●ウクライナ戦争以降
こうした天然ガス・電力を介した三者関係は2009年から顕著になっており、ウクライナ戦争以降のEU市場における電力価格高騰、ウクライナの電力輸出能力の喪失(特に2022年10月以降のロシアによるエネルギーインフラ攻撃)でますます緊密なものとなった。
モルドバ現政権は反ロシア・EU加盟政策を国是としているが、電気料金の高騰は政権支持率に直に影響するため、EU産(主としてルーマニア)電力に切り替えることが困難である。
ルーマニアからの電力輸入で国内需要をカバーすることは可能だが、その市場価格は沿ドニエストル産の2倍以上である。
一方で、ヨーロッパTTFガス価格はガスプロム契約価格より安い場合もあれば高い場合もある。

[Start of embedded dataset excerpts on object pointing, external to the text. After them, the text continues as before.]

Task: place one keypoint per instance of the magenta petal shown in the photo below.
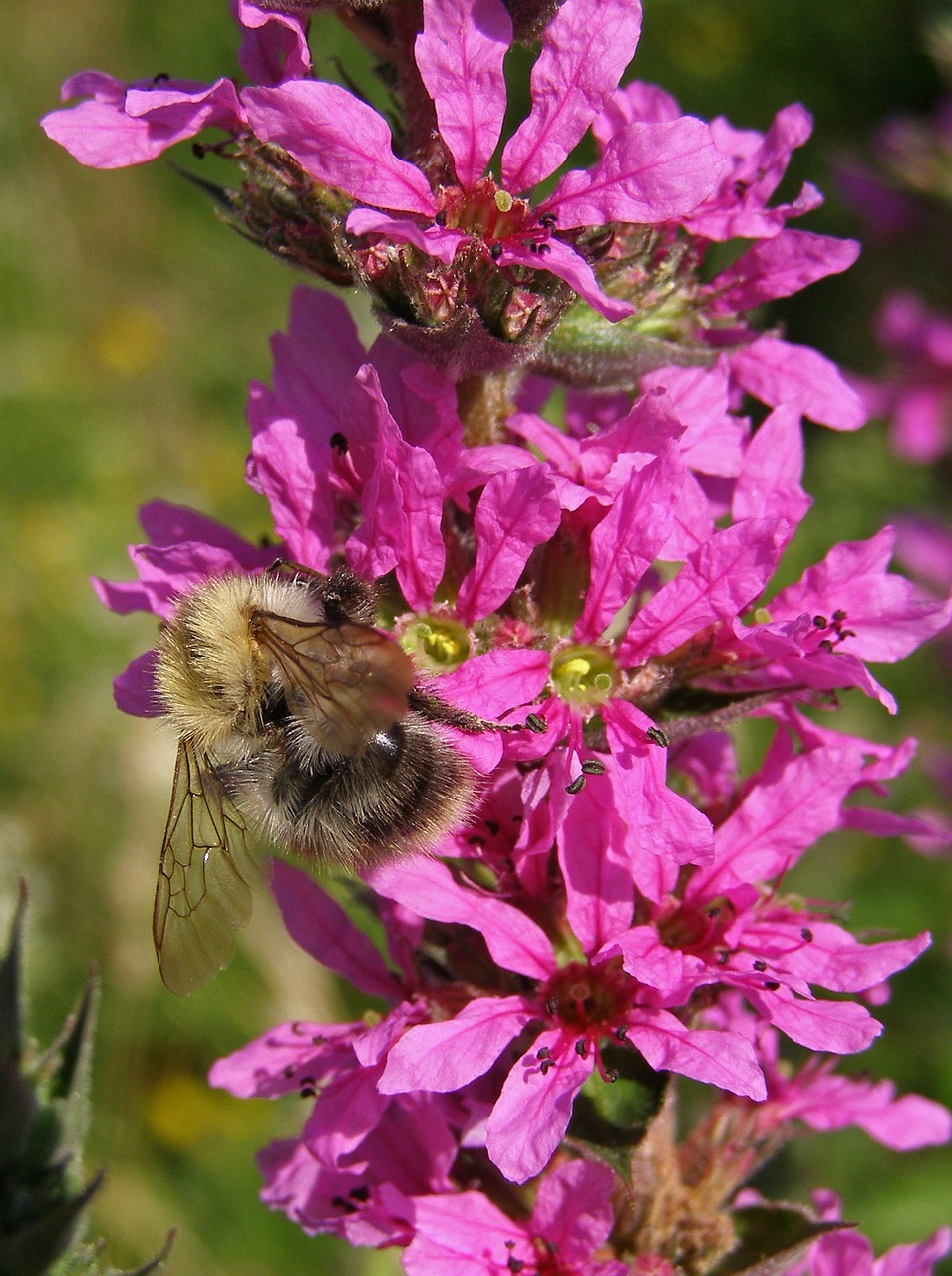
(780, 267)
(433, 240)
(573, 1208)
(561, 260)
(721, 1058)
(584, 50)
(324, 930)
(446, 1056)
(533, 1109)
(427, 888)
(778, 372)
(460, 55)
(340, 141)
(517, 511)
(648, 173)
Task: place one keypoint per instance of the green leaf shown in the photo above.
(771, 1238)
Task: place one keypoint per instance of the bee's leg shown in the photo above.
(438, 711)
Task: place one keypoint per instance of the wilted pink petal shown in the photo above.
(584, 50)
(517, 511)
(340, 141)
(533, 1109)
(799, 377)
(648, 173)
(460, 55)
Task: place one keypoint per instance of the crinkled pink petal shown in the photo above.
(276, 1063)
(779, 819)
(285, 466)
(567, 264)
(648, 173)
(778, 372)
(436, 241)
(839, 1028)
(887, 615)
(120, 127)
(599, 900)
(340, 141)
(720, 579)
(274, 46)
(627, 541)
(448, 1054)
(636, 101)
(584, 50)
(517, 511)
(664, 829)
(712, 439)
(135, 689)
(427, 888)
(714, 1056)
(464, 1234)
(460, 55)
(324, 930)
(779, 268)
(573, 1208)
(533, 1108)
(769, 483)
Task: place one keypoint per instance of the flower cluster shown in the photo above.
(592, 569)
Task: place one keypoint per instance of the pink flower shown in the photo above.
(468, 1235)
(648, 172)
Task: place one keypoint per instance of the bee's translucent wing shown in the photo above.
(204, 878)
(345, 683)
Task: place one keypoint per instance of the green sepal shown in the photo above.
(770, 1239)
(613, 1117)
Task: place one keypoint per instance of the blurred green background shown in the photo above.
(132, 322)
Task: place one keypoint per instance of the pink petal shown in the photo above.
(460, 55)
(324, 930)
(648, 173)
(445, 1056)
(434, 240)
(769, 483)
(573, 1208)
(533, 1109)
(780, 267)
(799, 377)
(427, 888)
(584, 50)
(340, 141)
(721, 1058)
(625, 542)
(719, 579)
(567, 264)
(517, 511)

2022年末以降、モルドバが契約するガスプロムのガスはもっぱら左岸(沿ドニエストル)向けのみとなり、右岸(モルドバ)消費分はEU市場から調達している。
沿ドニエストルは主たる交易ルートであったウクライナ領が戦場となりロジスティックが混乱し、発電が唯一の安定した産業となっていった。
ロシアから見ても、ウクライナ侵攻時の口実となった「ロシア語系住民の守護」だけでなく、2024年秋の大統領選挙・国民投票を経てEU加盟に邁進するサンドゥ・モルドバ政権に対する梃子として沿ドニエストルは維持しなければならない。